Beoordeling door de rechtbank

Waar gaat de zaak over?
Het asielrelaas
2. Eiser legt aan zijn asielaanvraag het volgende ten grondslag. Eiser stelt de Iraanse nationaliteit te hebben en te zijn geboren op [geboortedag] 1989. Eiser komt voor Iran uit in internationale sportwedstrijden en toernooien als bodybuilder. Tijdens één van deze toernooien in Amsterdam heeft eiser van zijn vrouw vernomen dat hij gezocht werd door de Iraanse politie. Eiser had in de sportschool in Iran openlijk kritiek geuit op de Iraanse overheid na de executie van zijn neef. Eiser heeft vervolgens asiel aangevraagd. Eiser heeft verder in Iran op straat en via social media geprotesteerd tegen het Iraanse regime. Daardoor heeft eiser meerdere aanvaringen gehad met de Iraanse geheime dienst, de SEPAH, waarbij hij ook een keer seksueel is misbruikt. Verder gelooft eiser niet in de islam.
Het bestreden besluit
3. Het asielrelaas van eiser bevat volgens verweerder de volgende relevante elementen: 1) identiteit, nationaliteit en herkomst, 2) problemen vanwege politiek gemotiveerde activiteiten en 3) afkeer van de Islam.
3.1.
Verweerder heeft het eerste en het derde element geloofwaardig geacht en het tweede element niet geloofwaardig geacht.

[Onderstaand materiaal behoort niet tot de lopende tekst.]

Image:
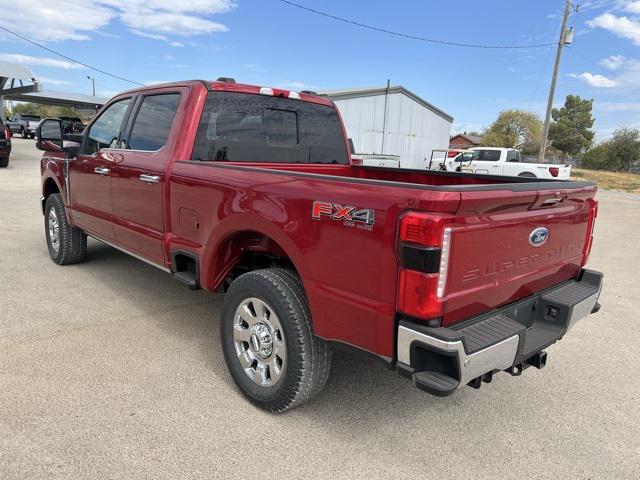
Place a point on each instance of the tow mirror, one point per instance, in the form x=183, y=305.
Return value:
x=49, y=135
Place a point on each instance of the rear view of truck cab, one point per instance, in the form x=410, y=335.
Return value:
x=490, y=288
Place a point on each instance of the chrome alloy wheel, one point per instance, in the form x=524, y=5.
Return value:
x=259, y=342
x=54, y=230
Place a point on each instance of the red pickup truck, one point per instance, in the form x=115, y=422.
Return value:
x=446, y=277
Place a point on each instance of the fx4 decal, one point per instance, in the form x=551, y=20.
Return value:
x=352, y=216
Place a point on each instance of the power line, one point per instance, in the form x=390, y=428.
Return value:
x=68, y=58
x=413, y=37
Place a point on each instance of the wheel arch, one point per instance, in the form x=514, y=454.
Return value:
x=233, y=248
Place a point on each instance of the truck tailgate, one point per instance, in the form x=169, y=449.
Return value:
x=507, y=245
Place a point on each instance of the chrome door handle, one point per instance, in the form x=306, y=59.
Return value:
x=149, y=178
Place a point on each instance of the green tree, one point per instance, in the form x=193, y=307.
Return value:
x=514, y=129
x=43, y=110
x=618, y=154
x=570, y=131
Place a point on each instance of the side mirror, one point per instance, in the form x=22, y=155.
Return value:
x=49, y=135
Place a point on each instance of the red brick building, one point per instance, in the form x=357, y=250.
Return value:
x=463, y=141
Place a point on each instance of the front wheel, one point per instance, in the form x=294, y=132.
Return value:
x=269, y=346
x=66, y=244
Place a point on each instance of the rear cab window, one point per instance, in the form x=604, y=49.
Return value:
x=242, y=127
x=486, y=155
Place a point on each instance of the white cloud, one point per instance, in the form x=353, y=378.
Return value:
x=632, y=7
x=617, y=106
x=149, y=18
x=613, y=62
x=623, y=27
x=53, y=81
x=152, y=36
x=50, y=22
x=39, y=61
x=595, y=80
x=298, y=85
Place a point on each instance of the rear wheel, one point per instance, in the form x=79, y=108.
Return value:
x=269, y=346
x=66, y=244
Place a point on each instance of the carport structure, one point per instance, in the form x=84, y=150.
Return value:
x=18, y=82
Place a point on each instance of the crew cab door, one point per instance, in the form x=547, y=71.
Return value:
x=139, y=180
x=487, y=162
x=90, y=172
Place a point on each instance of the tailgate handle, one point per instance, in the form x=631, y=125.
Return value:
x=551, y=201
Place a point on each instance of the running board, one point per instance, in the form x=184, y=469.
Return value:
x=187, y=278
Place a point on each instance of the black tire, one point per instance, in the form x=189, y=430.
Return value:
x=308, y=358
x=72, y=242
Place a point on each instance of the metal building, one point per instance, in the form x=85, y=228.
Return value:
x=413, y=128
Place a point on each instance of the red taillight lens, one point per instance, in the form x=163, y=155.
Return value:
x=417, y=294
x=421, y=290
x=423, y=229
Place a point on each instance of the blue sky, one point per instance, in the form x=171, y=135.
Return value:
x=269, y=43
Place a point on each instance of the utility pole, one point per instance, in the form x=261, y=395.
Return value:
x=554, y=78
x=93, y=84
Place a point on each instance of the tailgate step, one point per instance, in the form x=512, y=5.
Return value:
x=188, y=278
x=435, y=383
x=489, y=331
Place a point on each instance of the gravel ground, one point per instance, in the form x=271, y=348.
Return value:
x=110, y=369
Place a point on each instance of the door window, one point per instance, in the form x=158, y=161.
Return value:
x=153, y=122
x=105, y=131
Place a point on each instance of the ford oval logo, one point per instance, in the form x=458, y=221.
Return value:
x=539, y=237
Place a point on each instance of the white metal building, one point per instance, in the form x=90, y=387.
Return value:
x=413, y=127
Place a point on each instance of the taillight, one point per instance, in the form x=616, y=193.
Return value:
x=425, y=242
x=592, y=223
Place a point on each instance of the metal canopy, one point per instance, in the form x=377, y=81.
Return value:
x=16, y=78
x=63, y=99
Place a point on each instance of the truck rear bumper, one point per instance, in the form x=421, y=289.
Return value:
x=440, y=360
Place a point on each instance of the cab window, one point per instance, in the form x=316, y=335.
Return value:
x=105, y=131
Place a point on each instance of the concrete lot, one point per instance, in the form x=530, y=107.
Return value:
x=110, y=369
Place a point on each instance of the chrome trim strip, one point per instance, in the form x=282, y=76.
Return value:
x=496, y=357
x=164, y=269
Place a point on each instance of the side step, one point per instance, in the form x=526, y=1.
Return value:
x=435, y=383
x=188, y=278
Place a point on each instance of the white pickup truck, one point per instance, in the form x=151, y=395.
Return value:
x=504, y=161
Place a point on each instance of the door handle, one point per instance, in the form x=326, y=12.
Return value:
x=149, y=178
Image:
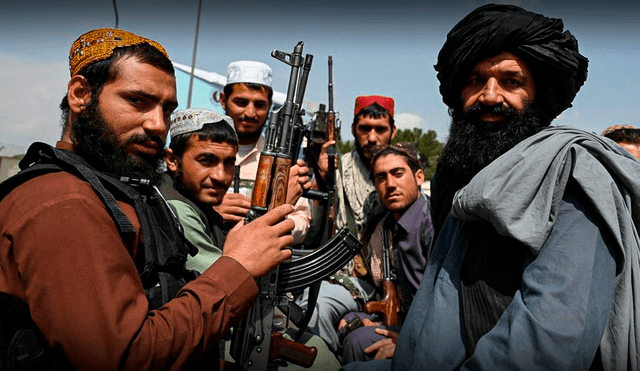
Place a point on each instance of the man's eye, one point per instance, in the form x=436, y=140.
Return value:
x=474, y=80
x=240, y=103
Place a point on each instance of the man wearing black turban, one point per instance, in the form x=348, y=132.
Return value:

Verweerder concludeert daarom dat de asielaanvraag wordt afgewezen.
Wat vindt eiser?
4. Eiser is het niet eens met het bestreden besluit en voert daartoe, kort samengevat, het volgende aan. Eiser voert aan dat het bestreden besluit onvoldoende dragend is gemotiveerd omdat niet op alle gronden van de zienswijze is ingegaan. Daarbij wijst eiser bijvoorbeeld op het punt over de legale uitreis. Daarnaast voert eiser aan dat verweerder een van eisers aanvaringen met de SEPAH ten onrechte heeft gekwalificeerd als een ‘stevig gesprek’. Dat is namelijk een waardeoordeel en daardoor ontstaat onduidelijkheid en verwarring in het nader gehoor. Daarnaast waren er verbindingsproblemen tijdens het nader gehoor. Eiser heeft daardoor niet goed kunnen verklaren. Verder heeft verweerder niets gezegd over de vraag of het misbruik als marteling moet worden aangemerkt. Dat maakt het besluit onzorgvuldig. Ten aanzien van de tegenwerping dat eiser de asielaanvraag niet zo snel mogelijk heeft ingediend, voert eiser aan dat hij ziek en gestrest was vanwege de oproepen van de Iraanse politie. Eiser heeft verder de originele oproepen verkregen en aan verweerder overgelegd voor onderzoek. Daarnaast heeft eiser een medisch document overgelegd waaruit blijkt dat hij suïcidaal was en ook daadwerkelijk een poging heeft ondernomen. Verder heeft eiser gedemonstreerd in Parijs en is hij daar herkenbaar in beeld gekomen. Deze beelden waren te zien op het nieuws in Iran, waardoor het aannemelijk is dat hij daarmee ook in de negatieve belangstelling van de Iraanse autoriteiten is gekomen. Eerst ter zitting heeft eiser ten slotte aangevoerd dat hij geen medisch onderzoek heeft gekregen terwijl hij traumatische ervaringen heeft opgelopen en daarna toch gehoord is, zodat tegenstrijdigheden in zijn verklaring niet kunnen worden tegengeworpen.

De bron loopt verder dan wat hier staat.